Le devis du loueur s’affiche, on refait le calcul pour la troisième fois, et la question finit toujours par tomber : « et si on ne prenait pas de voiture ? » Elle revient souvent chez les voyageurs qui nous écrivent avant un séjour à l’Anse à l’Âne, aux Trois-Îlets. La réponse n’est ni un oui enthousiaste ni un non de principe : elle dépend de trois distances, d’un horaire de bateau, et du type de vacances qu’on a en tête. Nous les avons mesurées, et voici ce qu’elles disent vraiment.
Ce que « sans voiture » veut dire concrètement à l’Anse à l’Âne
Renoncer à la voiture en Martinique n’a pas le même sens partout. Dans le Nord Atlantique ou sur les hauteurs, c’est un pari difficile. À l’Anse à l’Âne, la question se pose autrement, parce que trois choses essentielles sont à portée de marche depuis notre point de chute : l’embarcadère de la navette, la plage, et de quoi remplir un frigo.
Les trois distances qui décident de tout
L’embarcadère « Les Trois-Îlets - Anse à l’Âne » se situe à environ 1 km à vol d’oiseau. La plage de l’Anse à l’Âne est à environ 900 m, toujours à vol d’oiseau. Les commerces alimentaires les plus proches, Kaz’Saveurs&Co et le Carrefour Express, sont relevés à 800 m. Ce triangle-là est la colonne vertébrale d’un séjour sans volant : dormir, se baigner, manger, traverser la baie.

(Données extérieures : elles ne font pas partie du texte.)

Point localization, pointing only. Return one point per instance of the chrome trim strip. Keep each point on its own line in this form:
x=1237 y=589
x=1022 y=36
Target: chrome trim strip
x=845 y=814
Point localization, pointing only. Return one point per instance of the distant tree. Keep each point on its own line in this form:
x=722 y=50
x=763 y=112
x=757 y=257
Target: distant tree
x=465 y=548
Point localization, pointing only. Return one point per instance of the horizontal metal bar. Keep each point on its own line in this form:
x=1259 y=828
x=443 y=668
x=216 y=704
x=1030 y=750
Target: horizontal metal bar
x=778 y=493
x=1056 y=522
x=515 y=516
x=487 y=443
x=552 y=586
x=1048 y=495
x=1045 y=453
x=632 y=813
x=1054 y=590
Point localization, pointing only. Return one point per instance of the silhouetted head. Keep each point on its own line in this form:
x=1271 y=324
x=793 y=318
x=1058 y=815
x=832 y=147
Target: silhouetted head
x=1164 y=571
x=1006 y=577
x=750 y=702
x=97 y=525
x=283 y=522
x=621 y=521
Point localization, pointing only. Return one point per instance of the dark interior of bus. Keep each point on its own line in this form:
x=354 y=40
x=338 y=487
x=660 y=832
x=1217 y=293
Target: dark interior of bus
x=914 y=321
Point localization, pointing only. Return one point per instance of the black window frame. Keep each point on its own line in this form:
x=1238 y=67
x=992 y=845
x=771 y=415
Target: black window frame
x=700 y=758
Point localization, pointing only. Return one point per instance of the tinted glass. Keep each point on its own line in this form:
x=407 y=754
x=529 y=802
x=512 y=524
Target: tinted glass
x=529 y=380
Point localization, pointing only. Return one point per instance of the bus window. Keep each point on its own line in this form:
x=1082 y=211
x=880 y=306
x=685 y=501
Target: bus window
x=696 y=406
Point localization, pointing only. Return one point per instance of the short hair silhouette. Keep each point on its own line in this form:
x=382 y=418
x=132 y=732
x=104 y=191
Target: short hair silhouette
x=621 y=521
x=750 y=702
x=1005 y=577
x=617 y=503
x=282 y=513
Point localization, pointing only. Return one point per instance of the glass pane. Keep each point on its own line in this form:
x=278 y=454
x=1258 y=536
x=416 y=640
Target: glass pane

Tout le reste — les autres plages, les musées, le village de la poterie, le sud caraïbe — se joue avec un intermédiaire : bateau, taxi, bus ou excursion organisée.
À vol d’oiseau n’est pas à pied
Une précision qui n’est pas un détail. Toutes les distances de cet article sont mesurées à vol d’oiseau, c’est-à-dire en ligne droite sur la carte. Le chemin réel est toujours plus long, parfois nettement, parce que la route contourne, monte et redescend. Une distance à vol d’oiseau de 900 m peut se traduire par un trajet à pied sensiblement plus long selon l’itinéraire emprunté.
Nous préférons donc parler de « quelques minutes à pied » plutôt que d’annoncer une durée précise que nous ne pourrions pas garantir. Le premier réflexe à l’arrivée est de faire une fois le trajet à vide, tranquillement, pour se le calibrer soi-même.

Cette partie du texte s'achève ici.